发表刊物：INTERNATIONAL JOURNAL OF QUANTUM CHEMISTRY

收录刊物：SCIE、EI、Scopus

卷号：113

期号：21

页面范围：2385-2396

ISSN号：0020-7608

关键字：3D-QSAR; ITK inhibitors; comparative molecular field analysis; comparative molecular similarity indices analysis; molecular dynamics; docking

摘要：In the present work, a set of ligand- and receptor-based 3D-QSAR models were developed to explore the structure-activity relationship of 109 benzimidazole-based interleukin-2-inducible T-cell kinase (ITK) inhibitors. In order to reveal the requisite 3D structural features impacting the biological activities, a variety of in silico modeling approaches including the comparative molecular field analysis (CoMFA), comparative molecular similarity indices analysis (CoMSIA), docking, and molecular dynamics were applied.

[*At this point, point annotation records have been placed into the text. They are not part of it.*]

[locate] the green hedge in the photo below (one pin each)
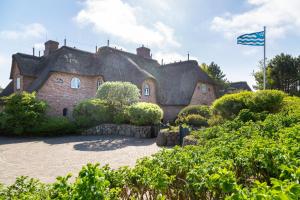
(92, 112)
(230, 105)
(54, 126)
(22, 112)
(202, 110)
(192, 120)
(143, 113)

The results showed that the ligand-based CoMFA model (Q(2) = 0.552, R-ncv(2) = 0.908, R-pred(2) = 0.787, SEE = 0.252, SEP = 0.558) and CoMSIA model (Q(2) = 0.579, R-ncv(2) = 0.914, R-pred(2) = 0.893, SEE = 0.240, SEP = 0.538) were superior to other models with greater predictive power. In addition, a combined analysis between the 3D contour maps and docking results showed that: (1) Compounds with bulky or hydrophobic substituents near ring D and electropositive or hydrogen acceptor groups around rings C and D could increase the activity. (2) The key amino acids impacting the receptor-ligand interactions in the binding pocket are Met438, Asp500, Lys391, and Glu439. The results obtained from this work may provide helpful guidelines in design of novel benzimidazole analogs as inhibitors of ITK. (c) 2013 Wiley Periodicals, Inc.